Despite the global slowdown that affected most of its clients at the height of the pandemic in 2020, Accenture rebounded and generated healthy revenue from its major markets including:
- North America, which accounted for $5.6 billion in revenue
- Europe contributed $4 billion in revenue
- Growth markets posted $2.4 billion in revenue
Industries that deliver for Accenture
- Health and Public Services: 14% or $2.3 billion in revenue
- Financial services: 10% or $2.4 billion revenue
- Communications, Media & Technology: 9% or $2.5 billion revenue
What's behind the strong performance?
As a major player in the IT consulting space, Accenture is well-placed to take advantage of the growth in various segments including cloud computing, IT security, artificial intelligence and global network integration.
In a recent report, Advance Market Analytics, a market research company for Fortune 500 companies, said the IT infrastructure utility service market is set for a strong growth that will deliver healthy revenues for the likes of Accenture.
As the world enters the post-pandemic period with heavy reliance on online and digital technology and services, Accenture's well-established position both in government and the private sector implementations will provide a solid platform for further growth.
Technical analysis: Accenture's share price performance
Long-term charts of Accenture show that the stock price has been making solid gains for much of the past 20 years. On a linear scale, the upward trend appears to have been accelerating in recent years with corrective pullbacks in late 2018 and early 2020 being very short-lived as underlying upward momentum quickly regained control. When viewed on a logarithmic scale, the upward trend since the Global Financial Crisis in 2008 has progressed at a remarkably consistent pace.
With recent gains pushing Accenture to new highs above US$284, we anticipate further gains for this stock. Any near-term dips are likely to be relatively short-lived and would initially be expected to encounter support in the region of US$260-270.
Acquisitions and strategic partnerships
Accenture has also been active in the acquisition trail. Looking at the company's recent acquisitions, it looks like it is expanding its capabilities particularly in what could be growth areas such as artificial intelligence and robotics.
Here are some of Accenture's recent acquisitions:
- Cygni, a Swedish cloud-native full-stack development firm, will boost Accenture's cloud computing capabilities.

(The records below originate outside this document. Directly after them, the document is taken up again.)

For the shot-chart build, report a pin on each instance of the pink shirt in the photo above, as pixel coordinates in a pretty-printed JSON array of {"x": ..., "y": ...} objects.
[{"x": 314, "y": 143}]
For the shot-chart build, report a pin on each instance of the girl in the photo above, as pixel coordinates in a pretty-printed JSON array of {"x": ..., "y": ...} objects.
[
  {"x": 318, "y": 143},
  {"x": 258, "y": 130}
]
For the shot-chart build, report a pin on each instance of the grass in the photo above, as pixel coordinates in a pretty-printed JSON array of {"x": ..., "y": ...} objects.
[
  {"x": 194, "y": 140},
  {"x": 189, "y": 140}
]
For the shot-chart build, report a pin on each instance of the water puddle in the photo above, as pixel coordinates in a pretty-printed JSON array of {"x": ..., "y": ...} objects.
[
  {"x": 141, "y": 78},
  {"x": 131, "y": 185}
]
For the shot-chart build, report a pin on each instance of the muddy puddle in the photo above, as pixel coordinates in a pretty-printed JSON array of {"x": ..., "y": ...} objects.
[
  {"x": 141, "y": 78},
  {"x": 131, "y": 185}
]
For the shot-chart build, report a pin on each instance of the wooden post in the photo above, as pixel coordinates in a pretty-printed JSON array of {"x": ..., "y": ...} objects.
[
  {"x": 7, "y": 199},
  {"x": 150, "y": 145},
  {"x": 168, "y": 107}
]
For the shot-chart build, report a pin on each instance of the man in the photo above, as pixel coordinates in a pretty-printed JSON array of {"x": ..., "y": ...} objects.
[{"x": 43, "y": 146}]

- Imaginea, a cloud-native platform provider based in Mountain View, California,
- Infinity Works, a UK-based company that specialises in cloud architectures
- REPL Group, a UK-based technology consultancy specialising in solutions for supply chain, workforce management, store operations and retail customer experiences.
- GRA, an Australian-based supply chain and logistics consulting firm
- Pollux, a provider of industrial robotics and automation solutions,
In a statement during a recent analyst briefing session, Accenture CEO Julie Sweet said: "Covid-19 has hit a giant fast-forward button to the future and we believe the demand to innovate at unprecedented speed and scale with the rapid adoption of cloud, AI, and other disruptive technologies, is accelerating."
Accenture's recent acquisitions also showed the company's agility and determination to respond to market demands and changes.
In another interview, Julie Sweet shared her insight on a trend at the core of Accenture's digging deeper and wider into cloud computing.
She said: "The exponential change in technology that was happening pre-COVID is only going to continue, and that places an enormous pressure on companies, both leaders and those who are lagging, to think differently about how they run their business." She added: "Digital transformation will be increasing for years to come."
Given the growth outlook for IT consulting, cloud computing and the widening use of artificial intelligence in different industries, Accenture remains one of the strong players that can take advantage of future opportunities.
With its solid technology heritage and expertise, a global footprint and recent acquisitions in critical industry sectors, we consider it a buy.